I've been working with sparklyr
to bring large cassandra tables into spark, register these with R and conduct dplyr
operations on them.
I have been successfully importing cassandra tables with the code that looks like this:
# import cassandra table into spark
cass_df <- sparklyr:::spark_data_read_generic(
sc, "org.apache.spark.sql.cassandra", "format",
list(keyspace = "cass_keyspace", table = "cass_table")
) %>%
invoke("load")
# register table in R
cass_tbl <- sparklyr:::spark_partition_register_df(
sc, cass_df, name = "cass_table", repartition = 0, memory = TRUE)
)
Some of these cassandra tables are pretty large ( > 8.5bn rows) and take a while to import/register, and some lead to memory overruns, even with 6 nodes running a total of 60 cores and 192gb RAM. However, I only typically need a few of the columns from each cassandra database.
My questions are:
SQL
/ CQL
type queries such as SELECT name FROM cass_table WHERE id = 5
)?I have tried adding such a query as an additional option in the options list, i.e.:
list(. . . , select = "id")
as well as invoking it as a separate pipe before %>% invoke("load")
, i.e.:
invoke("option", "select", "id") %>%
# OR
invoke("option", "query", s"select id from cass_table") %>%
But these do not work.
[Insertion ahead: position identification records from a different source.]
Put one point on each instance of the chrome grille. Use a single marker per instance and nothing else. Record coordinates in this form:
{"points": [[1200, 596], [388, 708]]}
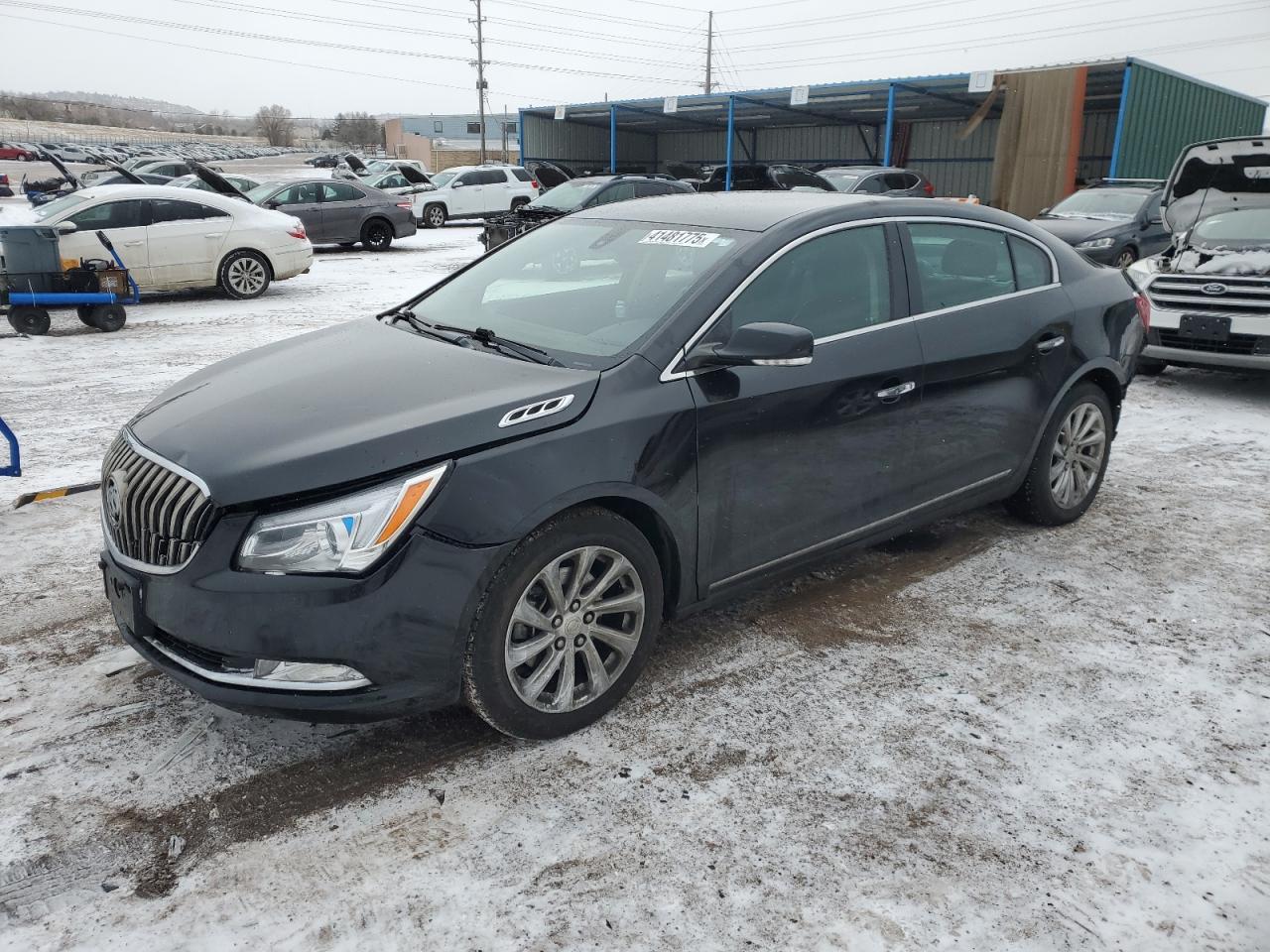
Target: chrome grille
{"points": [[1184, 293], [153, 515]]}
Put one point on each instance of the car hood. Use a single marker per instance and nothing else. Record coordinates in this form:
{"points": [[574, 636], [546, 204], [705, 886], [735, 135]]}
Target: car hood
{"points": [[1078, 230], [344, 404], [1210, 178]]}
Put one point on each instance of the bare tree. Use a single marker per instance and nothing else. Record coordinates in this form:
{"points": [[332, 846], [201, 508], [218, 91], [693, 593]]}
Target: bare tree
{"points": [[357, 130], [276, 125]]}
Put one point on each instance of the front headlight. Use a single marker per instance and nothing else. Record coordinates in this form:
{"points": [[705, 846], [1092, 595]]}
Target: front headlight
{"points": [[343, 535]]}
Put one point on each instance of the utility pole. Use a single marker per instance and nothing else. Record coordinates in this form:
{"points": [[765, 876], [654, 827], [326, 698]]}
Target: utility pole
{"points": [[480, 77], [708, 51]]}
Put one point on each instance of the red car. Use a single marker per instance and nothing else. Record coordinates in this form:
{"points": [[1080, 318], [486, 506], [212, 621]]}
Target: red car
{"points": [[9, 150]]}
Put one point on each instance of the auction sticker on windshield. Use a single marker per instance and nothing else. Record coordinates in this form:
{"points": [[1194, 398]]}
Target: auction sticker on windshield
{"points": [[680, 239]]}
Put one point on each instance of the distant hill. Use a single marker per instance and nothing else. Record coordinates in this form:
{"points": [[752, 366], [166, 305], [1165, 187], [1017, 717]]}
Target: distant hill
{"points": [[122, 102]]}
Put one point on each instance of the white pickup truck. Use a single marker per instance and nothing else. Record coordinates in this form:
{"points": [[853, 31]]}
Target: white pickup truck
{"points": [[1209, 290]]}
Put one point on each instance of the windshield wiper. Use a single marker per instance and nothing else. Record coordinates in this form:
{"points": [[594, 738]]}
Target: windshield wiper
{"points": [[484, 335]]}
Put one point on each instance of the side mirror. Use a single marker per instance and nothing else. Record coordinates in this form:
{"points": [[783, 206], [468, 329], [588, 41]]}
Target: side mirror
{"points": [[763, 344]]}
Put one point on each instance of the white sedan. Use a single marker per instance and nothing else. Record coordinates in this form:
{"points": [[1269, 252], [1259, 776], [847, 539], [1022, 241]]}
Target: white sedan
{"points": [[175, 239]]}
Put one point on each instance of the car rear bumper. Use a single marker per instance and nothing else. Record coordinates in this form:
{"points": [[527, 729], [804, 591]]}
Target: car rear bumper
{"points": [[290, 262], [403, 627]]}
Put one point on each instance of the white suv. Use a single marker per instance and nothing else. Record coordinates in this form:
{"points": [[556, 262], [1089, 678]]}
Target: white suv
{"points": [[475, 191]]}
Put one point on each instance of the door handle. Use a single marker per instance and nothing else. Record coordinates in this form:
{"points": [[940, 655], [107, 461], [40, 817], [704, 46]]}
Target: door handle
{"points": [[892, 394], [1051, 343]]}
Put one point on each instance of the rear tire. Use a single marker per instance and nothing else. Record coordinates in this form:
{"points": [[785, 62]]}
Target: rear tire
{"points": [[244, 276], [109, 317], [1067, 471], [30, 320], [435, 216], [507, 682], [376, 235]]}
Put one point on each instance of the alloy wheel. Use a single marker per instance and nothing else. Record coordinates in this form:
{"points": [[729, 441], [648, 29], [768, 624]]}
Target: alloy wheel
{"points": [[1078, 456], [574, 629], [246, 276]]}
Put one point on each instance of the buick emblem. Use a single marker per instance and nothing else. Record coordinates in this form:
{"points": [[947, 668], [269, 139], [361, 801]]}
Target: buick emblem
{"points": [[113, 498]]}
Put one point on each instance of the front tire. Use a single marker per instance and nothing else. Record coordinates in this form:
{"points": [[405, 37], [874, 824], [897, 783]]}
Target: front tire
{"points": [[244, 276], [1067, 471], [564, 627], [28, 320], [376, 235], [435, 216]]}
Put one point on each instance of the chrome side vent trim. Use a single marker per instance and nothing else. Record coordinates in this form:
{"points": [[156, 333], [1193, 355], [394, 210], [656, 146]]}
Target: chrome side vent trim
{"points": [[535, 412]]}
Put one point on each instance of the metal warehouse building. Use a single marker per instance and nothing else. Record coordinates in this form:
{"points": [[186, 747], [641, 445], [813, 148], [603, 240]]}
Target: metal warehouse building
{"points": [[1019, 140]]}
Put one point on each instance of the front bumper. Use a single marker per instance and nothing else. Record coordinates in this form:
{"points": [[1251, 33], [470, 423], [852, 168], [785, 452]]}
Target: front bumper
{"points": [[1247, 347], [404, 626]]}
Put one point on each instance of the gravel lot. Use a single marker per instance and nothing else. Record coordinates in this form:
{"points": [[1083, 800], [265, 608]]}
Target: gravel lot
{"points": [[982, 737]]}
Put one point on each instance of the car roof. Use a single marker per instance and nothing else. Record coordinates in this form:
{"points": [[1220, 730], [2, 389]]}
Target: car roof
{"points": [[744, 211]]}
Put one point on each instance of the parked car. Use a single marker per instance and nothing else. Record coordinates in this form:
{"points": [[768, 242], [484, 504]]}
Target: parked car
{"points": [[878, 180], [340, 212], [1210, 287], [547, 461], [16, 150], [172, 243], [476, 191], [241, 182], [1111, 221], [765, 178], [574, 195]]}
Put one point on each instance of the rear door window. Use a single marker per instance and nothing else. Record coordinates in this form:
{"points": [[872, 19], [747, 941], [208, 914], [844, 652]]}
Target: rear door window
{"points": [[111, 214], [957, 264], [1032, 264], [830, 285]]}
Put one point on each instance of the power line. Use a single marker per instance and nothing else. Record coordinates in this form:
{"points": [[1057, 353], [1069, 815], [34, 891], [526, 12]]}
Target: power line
{"points": [[320, 44], [1001, 41]]}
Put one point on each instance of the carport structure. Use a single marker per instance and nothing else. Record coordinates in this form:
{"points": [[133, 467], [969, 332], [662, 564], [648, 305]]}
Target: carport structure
{"points": [[1023, 140]]}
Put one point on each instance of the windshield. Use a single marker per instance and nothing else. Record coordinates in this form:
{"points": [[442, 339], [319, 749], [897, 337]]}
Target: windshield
{"points": [[1234, 231], [580, 289], [58, 206], [1100, 203], [568, 195], [262, 191]]}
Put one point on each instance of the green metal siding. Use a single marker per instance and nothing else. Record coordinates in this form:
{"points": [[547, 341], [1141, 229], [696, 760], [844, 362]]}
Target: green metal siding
{"points": [[1165, 113]]}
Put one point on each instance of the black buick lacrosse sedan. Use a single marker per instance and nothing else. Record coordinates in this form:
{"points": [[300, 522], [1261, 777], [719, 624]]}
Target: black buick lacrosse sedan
{"points": [[498, 490]]}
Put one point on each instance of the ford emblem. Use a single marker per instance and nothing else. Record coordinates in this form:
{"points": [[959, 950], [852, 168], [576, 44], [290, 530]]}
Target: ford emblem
{"points": [[113, 500]]}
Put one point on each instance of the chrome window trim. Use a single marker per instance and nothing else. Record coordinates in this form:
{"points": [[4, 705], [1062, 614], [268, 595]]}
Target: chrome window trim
{"points": [[858, 531], [670, 373], [245, 680]]}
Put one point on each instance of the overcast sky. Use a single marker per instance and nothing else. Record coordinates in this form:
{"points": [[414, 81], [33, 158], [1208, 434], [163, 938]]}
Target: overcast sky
{"points": [[413, 58]]}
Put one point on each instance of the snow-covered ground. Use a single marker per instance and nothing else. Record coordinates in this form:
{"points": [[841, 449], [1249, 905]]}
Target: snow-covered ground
{"points": [[980, 737]]}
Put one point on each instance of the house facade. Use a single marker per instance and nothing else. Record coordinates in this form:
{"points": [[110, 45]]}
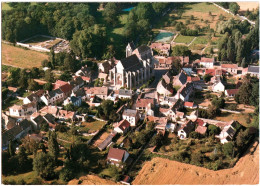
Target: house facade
{"points": [[135, 69], [132, 116], [23, 110]]}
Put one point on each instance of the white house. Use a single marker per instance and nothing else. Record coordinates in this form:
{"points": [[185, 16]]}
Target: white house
{"points": [[23, 110], [228, 132], [122, 126], [186, 129], [207, 62], [218, 87], [124, 93], [184, 92], [117, 156], [132, 116], [76, 101], [53, 97]]}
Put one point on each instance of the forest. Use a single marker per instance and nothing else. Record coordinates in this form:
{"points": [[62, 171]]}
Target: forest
{"points": [[83, 24]]}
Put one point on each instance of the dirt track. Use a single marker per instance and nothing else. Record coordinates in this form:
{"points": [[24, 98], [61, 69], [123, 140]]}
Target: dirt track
{"points": [[91, 180], [166, 172]]}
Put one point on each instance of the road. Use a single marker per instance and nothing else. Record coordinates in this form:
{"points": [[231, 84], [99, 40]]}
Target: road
{"points": [[158, 73]]}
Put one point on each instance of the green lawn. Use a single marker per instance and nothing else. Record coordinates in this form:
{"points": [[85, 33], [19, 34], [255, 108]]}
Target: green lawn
{"points": [[200, 40], [183, 39], [93, 126], [5, 6]]}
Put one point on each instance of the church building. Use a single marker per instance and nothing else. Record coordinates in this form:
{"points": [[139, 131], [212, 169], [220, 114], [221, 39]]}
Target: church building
{"points": [[136, 69]]}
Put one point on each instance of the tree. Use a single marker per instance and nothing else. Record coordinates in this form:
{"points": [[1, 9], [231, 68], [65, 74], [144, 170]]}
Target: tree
{"points": [[48, 86], [213, 111], [53, 145], [234, 7], [207, 78], [254, 99], [213, 130], [11, 148], [49, 76], [32, 85], [244, 92], [243, 64], [44, 165], [195, 135], [228, 148], [110, 13], [180, 50], [22, 156], [218, 102]]}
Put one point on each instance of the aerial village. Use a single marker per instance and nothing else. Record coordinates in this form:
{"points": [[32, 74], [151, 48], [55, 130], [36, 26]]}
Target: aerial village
{"points": [[110, 119]]}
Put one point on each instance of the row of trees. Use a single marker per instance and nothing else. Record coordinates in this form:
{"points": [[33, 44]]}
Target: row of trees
{"points": [[142, 17], [232, 46]]}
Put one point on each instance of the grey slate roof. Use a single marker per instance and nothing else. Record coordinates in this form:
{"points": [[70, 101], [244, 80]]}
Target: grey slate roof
{"points": [[183, 78], [80, 92], [74, 99], [189, 127], [131, 63], [253, 69], [54, 92], [130, 112], [125, 92], [25, 124], [39, 120], [50, 118], [132, 45], [143, 48]]}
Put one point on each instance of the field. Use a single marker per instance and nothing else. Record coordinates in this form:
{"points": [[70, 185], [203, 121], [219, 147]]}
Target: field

Any suggestions?
You can skip eager cache and select columns of interest:
session <- spark_session(sc)
# Some columns to select
cols <- list("x", "y", "z")
cass_df <- session %>%
invoke("read") %>%
invoke("format", "org.apache.spark.sql.cassandra") %>%
invoke("options", as.environment(list(keyspace="test"))) %>%
invoke("load") %>%
# We use select(col: String, cols* String) so the first column
# has to be used separately. If you want only one column the third argument
# has to be an empty list
invoke("select", cols[[1]], cols[2:length(cols)]) %>%
# Standard lazy cache if you need one
invoke("cache")
If you use predicates which can significantly reduce amount of fetched data set pushdown
option to "true"
(default) and use filter
before caching.
If you want to pass more complex query you register temporary view and sql
method:
session %>%
invoke("read") %>%
...
invoke("load") %>%
invoke("createOrReplaceTempView", "some_name")
cass_df <- session %>%
invoke("sql", "SELECT id FROM some_name WHERE foo = 'bar'") %>%
invoke("cache")